In reality, the Tamimi family has a long history of nonviolent resistance against a brutal occupation that has stolen their land, brutalized their people, destroyed their homes, and arrested and killed their family. If you want to condemn Ahed’s comment, then you need to condemn the very real violence that has produced it with a lot more vociferousness.
Malala or Mandela?
Not long after her arrest, the scholar Shenila Khoja-Moolji rightly asked why the world has shown such support for Malala Yousafzai, but not for Ahed. Both are young women who’ve faced incredible violence and oppression, and both share the same grit and determination. But it’s also clear that Ahed is a very different person with a different story. She’s suffered less physically, at least so far. But she also didn’t have the luxury of being “saved” by her former colonizer. Spirited away to the UK to be healed, given citizenship, given a Nobel Prize. Feted around the world as a symbol of what a Muslim women can and should be. And, of course, Malala stood up to America’s mortal enemy, the Taliban, while Ahed is fighting America’s darling, Israel. As long as there’s no understanding of how close Israel’s treatment of Palestinians mirrors the Taliban’s treatment of women – no rights, permanent confinement to ever smaller prisons, violence and murder without regard to international law or morality – there’s no chance Ahed will ever be seen in the same light as Malala.

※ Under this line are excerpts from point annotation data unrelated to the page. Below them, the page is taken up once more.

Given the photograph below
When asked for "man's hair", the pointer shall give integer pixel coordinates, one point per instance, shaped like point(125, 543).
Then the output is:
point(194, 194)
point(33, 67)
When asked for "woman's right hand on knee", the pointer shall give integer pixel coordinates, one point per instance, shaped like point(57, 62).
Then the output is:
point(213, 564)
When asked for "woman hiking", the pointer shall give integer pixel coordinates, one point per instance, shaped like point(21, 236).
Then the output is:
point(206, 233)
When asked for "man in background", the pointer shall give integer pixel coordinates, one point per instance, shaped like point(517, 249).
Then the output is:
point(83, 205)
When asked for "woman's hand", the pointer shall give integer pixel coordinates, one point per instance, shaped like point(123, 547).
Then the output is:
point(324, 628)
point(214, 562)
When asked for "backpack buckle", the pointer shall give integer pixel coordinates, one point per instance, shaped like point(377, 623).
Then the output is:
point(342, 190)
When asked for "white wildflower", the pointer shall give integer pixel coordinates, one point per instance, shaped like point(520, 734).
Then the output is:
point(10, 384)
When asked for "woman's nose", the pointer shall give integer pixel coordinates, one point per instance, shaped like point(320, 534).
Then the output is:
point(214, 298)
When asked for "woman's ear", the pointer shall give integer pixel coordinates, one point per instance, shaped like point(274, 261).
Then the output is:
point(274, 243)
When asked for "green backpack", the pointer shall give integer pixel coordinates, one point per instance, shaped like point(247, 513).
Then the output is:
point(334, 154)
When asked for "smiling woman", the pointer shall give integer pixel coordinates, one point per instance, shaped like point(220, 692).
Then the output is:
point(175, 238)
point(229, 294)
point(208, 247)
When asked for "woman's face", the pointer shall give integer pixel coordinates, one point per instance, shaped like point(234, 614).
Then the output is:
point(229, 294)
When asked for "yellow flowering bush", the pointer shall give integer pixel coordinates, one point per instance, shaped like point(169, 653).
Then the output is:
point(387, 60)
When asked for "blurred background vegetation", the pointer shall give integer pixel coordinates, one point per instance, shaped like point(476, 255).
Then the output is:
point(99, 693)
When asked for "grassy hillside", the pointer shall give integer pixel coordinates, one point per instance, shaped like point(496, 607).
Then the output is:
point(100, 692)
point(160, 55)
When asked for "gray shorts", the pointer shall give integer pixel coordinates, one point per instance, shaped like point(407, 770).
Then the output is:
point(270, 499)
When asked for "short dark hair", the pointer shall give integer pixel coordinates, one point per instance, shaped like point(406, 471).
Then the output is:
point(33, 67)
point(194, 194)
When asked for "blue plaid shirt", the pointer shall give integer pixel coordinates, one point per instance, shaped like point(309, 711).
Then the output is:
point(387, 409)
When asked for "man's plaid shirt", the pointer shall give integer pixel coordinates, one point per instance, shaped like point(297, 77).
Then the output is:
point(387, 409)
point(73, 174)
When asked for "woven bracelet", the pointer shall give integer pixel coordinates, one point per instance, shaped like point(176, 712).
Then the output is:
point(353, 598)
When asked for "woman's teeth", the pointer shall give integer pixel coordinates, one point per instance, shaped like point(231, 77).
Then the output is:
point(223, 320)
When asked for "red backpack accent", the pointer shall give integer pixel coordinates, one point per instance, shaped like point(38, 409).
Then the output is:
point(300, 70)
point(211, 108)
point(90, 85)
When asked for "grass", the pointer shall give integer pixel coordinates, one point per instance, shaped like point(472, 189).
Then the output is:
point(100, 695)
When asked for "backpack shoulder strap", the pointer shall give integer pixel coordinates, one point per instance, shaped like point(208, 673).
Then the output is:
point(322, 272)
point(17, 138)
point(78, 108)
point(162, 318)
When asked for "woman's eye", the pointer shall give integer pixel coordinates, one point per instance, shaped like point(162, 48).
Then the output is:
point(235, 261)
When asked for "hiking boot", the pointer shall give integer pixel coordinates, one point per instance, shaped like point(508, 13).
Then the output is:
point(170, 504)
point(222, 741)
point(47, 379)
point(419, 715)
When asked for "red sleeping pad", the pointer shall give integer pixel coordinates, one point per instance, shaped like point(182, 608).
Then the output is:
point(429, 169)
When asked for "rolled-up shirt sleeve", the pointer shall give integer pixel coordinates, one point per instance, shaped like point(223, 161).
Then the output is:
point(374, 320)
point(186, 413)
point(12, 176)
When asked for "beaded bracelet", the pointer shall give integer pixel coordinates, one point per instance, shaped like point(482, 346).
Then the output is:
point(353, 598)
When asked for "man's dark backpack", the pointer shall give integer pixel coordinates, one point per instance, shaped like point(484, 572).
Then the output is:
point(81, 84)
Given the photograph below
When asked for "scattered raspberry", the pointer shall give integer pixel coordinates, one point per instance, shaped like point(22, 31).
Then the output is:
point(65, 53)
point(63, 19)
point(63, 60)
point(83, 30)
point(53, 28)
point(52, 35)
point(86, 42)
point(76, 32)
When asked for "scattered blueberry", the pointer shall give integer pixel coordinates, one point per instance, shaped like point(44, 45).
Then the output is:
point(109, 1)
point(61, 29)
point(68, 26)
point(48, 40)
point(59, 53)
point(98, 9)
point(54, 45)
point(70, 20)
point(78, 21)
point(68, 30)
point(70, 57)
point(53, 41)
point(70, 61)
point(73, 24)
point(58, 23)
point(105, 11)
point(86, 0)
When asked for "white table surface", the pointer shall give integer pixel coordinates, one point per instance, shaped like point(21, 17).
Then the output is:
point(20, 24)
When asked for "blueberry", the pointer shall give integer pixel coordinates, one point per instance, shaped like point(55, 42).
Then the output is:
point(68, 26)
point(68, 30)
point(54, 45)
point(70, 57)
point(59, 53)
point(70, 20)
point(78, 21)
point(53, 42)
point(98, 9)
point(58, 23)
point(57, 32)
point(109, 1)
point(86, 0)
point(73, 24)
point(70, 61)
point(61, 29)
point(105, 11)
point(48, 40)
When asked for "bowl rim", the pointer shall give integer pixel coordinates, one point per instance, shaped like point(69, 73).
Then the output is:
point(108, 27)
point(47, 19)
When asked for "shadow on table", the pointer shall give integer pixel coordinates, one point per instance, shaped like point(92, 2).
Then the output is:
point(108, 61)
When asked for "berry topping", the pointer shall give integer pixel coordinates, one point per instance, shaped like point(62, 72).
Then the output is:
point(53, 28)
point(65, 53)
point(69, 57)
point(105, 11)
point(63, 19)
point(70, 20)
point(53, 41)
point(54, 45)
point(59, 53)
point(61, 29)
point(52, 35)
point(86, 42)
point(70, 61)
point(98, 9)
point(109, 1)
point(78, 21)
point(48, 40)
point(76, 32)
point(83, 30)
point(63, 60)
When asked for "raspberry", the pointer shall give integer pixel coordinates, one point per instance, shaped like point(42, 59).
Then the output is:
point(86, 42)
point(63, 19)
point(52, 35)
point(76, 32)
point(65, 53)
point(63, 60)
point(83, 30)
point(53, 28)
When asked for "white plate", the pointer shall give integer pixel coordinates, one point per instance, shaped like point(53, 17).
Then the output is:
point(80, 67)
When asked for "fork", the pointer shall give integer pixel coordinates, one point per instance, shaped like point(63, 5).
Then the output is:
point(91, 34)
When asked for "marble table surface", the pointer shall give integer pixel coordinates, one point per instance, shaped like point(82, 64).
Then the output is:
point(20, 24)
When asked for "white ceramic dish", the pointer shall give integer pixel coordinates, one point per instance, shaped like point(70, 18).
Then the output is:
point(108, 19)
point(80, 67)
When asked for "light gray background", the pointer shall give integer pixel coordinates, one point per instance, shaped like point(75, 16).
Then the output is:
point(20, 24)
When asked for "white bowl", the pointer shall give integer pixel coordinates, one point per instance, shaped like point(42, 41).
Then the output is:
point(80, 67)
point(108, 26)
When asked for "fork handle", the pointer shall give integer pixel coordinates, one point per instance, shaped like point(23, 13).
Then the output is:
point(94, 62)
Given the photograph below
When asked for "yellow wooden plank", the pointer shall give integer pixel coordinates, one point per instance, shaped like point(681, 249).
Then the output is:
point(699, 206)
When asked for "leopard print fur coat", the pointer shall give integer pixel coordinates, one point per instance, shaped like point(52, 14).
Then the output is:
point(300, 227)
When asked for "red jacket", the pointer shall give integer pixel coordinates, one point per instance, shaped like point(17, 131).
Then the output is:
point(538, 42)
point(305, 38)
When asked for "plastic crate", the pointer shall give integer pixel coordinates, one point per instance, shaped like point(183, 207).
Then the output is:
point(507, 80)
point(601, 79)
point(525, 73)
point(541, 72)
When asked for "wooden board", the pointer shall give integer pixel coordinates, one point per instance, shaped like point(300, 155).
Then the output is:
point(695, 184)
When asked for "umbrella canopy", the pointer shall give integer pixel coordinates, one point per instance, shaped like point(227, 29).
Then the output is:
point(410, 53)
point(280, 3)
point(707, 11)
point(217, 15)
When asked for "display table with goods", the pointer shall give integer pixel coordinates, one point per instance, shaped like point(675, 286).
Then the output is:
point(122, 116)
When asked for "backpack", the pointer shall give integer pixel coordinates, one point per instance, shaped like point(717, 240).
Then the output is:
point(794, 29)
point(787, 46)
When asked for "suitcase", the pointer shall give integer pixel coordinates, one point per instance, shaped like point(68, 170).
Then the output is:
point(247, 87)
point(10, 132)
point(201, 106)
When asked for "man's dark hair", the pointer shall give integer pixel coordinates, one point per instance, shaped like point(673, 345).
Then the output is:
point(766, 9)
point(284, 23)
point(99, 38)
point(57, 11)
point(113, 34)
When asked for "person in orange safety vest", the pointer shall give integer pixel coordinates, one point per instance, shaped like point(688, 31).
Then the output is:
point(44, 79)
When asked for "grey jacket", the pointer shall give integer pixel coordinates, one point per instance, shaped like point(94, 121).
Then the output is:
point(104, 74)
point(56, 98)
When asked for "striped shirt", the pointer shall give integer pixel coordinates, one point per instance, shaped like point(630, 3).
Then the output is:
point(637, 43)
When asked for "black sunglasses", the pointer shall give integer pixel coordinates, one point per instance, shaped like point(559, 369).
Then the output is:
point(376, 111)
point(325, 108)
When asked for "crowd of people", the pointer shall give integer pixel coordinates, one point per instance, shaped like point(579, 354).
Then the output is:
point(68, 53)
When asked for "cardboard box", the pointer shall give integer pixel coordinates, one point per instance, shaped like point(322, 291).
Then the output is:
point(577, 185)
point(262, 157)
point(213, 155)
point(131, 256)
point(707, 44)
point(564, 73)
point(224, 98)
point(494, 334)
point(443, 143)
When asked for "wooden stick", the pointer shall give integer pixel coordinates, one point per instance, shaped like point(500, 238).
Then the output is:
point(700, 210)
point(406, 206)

God bless Malala. I bought her book for my daughter. We watched the documentary. I hope she grows up with Malala’s courage and determination. But Ahed doesn’t have that chance. She doesn’t have that fresh start. She probably wouldn’t even get a visa to go to the UK or the US today. She won’t sell millions of books. And the Israelis will likely convict her of assault and stick her in a prison for years, hoping the world forgets about her. Even if they do, they’ll never break her. She may not be Malala, but Ahed could well wind up Mandela. That much becomes clear the moment you meet her.
And it’s our job, the job of every person with a conscience, to support her, her family, and all the Palestinians and their Israeli and international allies who risk so much to fight for the little land that hasn’t been swallowed up by Israel, and in so doing to fight for a future in the Holy Land when Palestinians can breathe the air freely, without tear gas, or shitty water, or the smell of blood and tears, around them; and as important, where Israelis can reclaim their humanity.